Background: Before meaningful progress toward precision psychiatry is possible, objective (unbiased) assessment of patient mental well-being must be validated and adopted broadly.

Objective: This study aims to compare the fidelity of a precision psychiatry therapy recommendation algorithm when trained with an objective quantification of psychological stress versus subjective ecological momentary assessments (EMAs) of stress and mood.

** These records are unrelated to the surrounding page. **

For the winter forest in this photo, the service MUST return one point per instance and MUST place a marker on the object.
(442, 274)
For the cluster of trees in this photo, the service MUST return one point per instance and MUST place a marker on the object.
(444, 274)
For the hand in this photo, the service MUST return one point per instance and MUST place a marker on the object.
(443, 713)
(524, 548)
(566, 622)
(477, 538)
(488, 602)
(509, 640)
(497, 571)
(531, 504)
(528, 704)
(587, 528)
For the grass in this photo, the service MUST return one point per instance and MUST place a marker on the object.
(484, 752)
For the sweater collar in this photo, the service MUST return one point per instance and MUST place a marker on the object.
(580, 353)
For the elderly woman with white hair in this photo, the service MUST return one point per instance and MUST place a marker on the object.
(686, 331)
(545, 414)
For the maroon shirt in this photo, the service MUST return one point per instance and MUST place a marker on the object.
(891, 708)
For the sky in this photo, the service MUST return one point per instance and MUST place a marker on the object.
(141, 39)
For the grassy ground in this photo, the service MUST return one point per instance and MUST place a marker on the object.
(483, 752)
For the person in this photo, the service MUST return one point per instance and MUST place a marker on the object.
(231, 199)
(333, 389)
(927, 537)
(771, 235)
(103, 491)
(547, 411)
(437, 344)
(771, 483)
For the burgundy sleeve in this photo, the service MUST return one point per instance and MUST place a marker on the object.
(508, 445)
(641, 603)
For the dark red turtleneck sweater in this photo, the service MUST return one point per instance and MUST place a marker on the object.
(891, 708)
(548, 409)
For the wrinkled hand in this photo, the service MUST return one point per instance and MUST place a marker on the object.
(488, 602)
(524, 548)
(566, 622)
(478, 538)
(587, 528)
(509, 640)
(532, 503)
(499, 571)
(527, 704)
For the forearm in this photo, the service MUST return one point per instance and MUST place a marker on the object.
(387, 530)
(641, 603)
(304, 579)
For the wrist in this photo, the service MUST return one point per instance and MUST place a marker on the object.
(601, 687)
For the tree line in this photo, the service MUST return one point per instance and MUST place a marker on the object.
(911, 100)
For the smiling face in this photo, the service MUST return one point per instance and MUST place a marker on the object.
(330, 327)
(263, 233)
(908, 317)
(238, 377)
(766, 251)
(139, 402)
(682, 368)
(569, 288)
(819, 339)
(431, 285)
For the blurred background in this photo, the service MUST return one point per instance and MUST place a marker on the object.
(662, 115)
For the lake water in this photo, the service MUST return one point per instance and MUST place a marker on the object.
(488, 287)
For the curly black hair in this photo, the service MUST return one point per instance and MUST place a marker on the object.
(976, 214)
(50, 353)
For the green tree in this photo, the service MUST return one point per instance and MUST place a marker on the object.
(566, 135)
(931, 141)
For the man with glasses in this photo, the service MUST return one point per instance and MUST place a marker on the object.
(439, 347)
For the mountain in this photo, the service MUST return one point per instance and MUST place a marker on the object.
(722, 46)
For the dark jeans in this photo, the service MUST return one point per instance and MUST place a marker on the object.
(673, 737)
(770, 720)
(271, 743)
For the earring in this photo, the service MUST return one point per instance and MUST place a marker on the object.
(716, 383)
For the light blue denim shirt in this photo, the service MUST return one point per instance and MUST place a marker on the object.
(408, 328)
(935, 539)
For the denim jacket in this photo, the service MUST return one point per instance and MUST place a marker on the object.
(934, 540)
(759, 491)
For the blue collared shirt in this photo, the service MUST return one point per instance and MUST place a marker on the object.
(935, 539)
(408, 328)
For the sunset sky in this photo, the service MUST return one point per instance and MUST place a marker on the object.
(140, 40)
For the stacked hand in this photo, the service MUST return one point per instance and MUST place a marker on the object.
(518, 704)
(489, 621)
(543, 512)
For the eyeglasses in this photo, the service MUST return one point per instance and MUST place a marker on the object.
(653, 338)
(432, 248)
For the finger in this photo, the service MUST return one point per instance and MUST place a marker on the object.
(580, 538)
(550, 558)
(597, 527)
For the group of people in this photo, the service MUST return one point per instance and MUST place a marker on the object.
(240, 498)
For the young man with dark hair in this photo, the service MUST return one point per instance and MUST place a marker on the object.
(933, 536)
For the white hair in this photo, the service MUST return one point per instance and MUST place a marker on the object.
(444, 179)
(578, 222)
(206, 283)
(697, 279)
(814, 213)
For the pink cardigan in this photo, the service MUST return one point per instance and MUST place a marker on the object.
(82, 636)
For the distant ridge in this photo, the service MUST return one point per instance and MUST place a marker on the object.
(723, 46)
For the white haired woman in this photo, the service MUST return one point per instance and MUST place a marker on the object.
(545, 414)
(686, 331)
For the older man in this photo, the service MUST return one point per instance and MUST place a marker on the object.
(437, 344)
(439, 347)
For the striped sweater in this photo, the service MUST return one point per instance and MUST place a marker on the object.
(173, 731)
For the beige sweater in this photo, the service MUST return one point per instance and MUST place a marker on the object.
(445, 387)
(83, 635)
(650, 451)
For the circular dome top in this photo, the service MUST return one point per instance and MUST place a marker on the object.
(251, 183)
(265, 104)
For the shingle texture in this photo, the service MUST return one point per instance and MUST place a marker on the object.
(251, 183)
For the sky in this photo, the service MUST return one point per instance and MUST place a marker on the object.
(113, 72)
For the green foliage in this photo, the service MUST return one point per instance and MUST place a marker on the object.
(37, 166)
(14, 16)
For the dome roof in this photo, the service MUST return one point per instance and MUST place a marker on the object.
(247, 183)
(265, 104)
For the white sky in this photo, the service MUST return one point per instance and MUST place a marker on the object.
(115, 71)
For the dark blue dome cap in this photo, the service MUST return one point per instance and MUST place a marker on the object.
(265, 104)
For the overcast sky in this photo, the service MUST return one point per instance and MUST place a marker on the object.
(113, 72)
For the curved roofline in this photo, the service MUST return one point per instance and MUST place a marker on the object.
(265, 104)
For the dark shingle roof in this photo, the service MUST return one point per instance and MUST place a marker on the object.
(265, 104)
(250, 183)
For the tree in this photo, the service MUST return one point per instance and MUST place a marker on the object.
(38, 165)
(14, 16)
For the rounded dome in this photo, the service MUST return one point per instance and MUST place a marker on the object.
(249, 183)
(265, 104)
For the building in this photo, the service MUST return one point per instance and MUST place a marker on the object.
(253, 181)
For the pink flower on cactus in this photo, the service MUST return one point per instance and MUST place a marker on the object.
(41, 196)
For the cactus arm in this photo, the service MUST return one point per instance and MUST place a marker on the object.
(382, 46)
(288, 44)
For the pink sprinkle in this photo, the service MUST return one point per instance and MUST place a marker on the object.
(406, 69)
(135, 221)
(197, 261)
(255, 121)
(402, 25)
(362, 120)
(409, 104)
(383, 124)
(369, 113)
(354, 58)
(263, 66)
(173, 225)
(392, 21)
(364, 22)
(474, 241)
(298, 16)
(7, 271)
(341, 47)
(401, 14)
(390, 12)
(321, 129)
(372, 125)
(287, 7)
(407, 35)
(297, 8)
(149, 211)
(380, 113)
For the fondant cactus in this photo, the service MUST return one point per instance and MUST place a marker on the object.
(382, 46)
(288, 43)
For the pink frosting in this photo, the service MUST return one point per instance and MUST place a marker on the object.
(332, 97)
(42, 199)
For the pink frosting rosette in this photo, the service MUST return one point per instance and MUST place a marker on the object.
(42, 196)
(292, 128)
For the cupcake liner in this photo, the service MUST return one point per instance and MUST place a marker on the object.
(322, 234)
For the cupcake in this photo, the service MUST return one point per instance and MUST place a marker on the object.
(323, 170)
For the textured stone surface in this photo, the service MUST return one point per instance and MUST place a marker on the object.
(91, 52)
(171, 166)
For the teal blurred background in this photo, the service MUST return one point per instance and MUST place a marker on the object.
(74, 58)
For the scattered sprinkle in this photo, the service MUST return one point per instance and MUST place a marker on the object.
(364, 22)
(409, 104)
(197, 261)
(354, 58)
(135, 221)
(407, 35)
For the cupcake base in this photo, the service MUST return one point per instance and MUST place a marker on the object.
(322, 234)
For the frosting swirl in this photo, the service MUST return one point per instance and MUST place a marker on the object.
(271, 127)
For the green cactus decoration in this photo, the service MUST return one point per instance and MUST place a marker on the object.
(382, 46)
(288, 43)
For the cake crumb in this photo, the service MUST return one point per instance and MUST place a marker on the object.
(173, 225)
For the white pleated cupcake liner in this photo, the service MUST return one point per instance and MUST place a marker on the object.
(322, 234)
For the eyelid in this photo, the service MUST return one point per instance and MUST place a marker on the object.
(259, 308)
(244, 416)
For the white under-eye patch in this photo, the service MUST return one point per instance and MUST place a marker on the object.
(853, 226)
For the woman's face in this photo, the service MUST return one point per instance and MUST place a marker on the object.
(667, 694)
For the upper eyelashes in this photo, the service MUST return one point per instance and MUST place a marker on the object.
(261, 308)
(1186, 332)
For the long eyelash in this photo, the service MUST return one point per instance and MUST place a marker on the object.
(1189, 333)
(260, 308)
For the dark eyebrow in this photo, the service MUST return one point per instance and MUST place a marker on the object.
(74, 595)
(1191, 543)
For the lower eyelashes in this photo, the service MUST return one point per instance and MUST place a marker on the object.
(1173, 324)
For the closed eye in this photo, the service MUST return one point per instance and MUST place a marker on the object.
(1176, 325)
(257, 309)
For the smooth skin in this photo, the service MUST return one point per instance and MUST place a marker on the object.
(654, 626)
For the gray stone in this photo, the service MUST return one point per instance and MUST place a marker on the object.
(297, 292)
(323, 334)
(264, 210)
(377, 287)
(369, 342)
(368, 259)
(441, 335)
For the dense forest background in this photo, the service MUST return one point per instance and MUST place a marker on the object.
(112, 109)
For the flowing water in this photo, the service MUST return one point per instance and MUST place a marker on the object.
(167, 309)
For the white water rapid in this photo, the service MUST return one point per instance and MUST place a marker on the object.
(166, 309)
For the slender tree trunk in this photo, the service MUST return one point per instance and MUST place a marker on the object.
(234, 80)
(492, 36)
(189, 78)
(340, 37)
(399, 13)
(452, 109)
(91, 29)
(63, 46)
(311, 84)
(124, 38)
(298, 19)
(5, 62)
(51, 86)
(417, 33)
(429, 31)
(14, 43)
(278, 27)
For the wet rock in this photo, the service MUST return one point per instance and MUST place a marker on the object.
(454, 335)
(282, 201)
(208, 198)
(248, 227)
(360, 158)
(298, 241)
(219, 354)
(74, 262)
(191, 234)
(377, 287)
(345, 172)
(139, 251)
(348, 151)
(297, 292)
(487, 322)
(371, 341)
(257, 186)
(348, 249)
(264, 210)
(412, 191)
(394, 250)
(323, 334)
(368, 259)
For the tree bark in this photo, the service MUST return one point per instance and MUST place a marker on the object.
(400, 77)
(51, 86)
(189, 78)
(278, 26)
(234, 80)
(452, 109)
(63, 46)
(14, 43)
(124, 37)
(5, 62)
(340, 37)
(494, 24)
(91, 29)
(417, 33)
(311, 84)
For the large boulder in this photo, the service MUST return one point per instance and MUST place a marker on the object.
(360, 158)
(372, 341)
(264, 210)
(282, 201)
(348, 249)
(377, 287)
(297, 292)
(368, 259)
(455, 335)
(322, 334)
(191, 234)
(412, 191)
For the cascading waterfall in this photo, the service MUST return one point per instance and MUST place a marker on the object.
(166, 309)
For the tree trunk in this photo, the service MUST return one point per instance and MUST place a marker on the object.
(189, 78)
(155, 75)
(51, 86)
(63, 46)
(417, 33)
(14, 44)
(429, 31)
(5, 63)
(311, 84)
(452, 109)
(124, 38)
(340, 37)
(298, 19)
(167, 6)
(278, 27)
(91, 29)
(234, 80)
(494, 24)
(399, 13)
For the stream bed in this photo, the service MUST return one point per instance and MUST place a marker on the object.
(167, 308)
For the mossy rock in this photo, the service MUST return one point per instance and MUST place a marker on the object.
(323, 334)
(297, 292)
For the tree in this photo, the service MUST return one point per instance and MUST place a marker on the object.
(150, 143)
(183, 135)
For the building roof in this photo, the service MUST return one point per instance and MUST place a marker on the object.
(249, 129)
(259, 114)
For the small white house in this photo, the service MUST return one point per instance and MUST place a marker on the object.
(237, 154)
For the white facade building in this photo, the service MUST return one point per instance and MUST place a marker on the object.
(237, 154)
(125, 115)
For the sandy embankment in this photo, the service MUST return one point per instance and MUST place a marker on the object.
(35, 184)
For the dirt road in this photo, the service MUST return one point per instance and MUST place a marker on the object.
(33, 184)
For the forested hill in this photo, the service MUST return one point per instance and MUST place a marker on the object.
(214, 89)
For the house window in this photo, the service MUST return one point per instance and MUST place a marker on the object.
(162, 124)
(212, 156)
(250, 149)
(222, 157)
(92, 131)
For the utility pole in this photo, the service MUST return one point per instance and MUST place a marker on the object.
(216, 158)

Methods: From 2786 unique individuals engaging between March 2015 and December 2022 in English language psychotherapy sessions and providing pre- and postsession self-report and facial biometric data via a mobile health platform (Mobio Interactive Pte Ltd, Singapore), analysis was conducted on 67 "super users" that completed a minimum of 28 sessions with all pre- and postsession measures. The platform used has previously demonstrated reduced psychiatric symptom severity and improved overall mental well-being. Psychotherapy recordings ("sessions") within the platform, available asynchronously and on demand, span mindfulness, meditation, cognitive behavioral therapy, client-centered therapy, music therapy, and self-hypnosis. The platform also has the unusual ability to rapidly assess mental well-being without bias via an easy-to-use objective measure of psychological stress derived from artificial intelligence-based analysis of facial biomarkers (objective stress level [OSL]). In tandem with the objective measure, EMAs obtain self-reported values of stress (SRS) and mood (SRM). ∆OSL, ∆SRS, and ∆SRM (with delta referring to the presession subtracted from the postsession measurement) were used to independently train a therapy recommendation algorithm designed to predict what future sessions would prove most efficacious for each individual. Algorithm predictions were compared against the efficacy of the individual's self-selected sessions.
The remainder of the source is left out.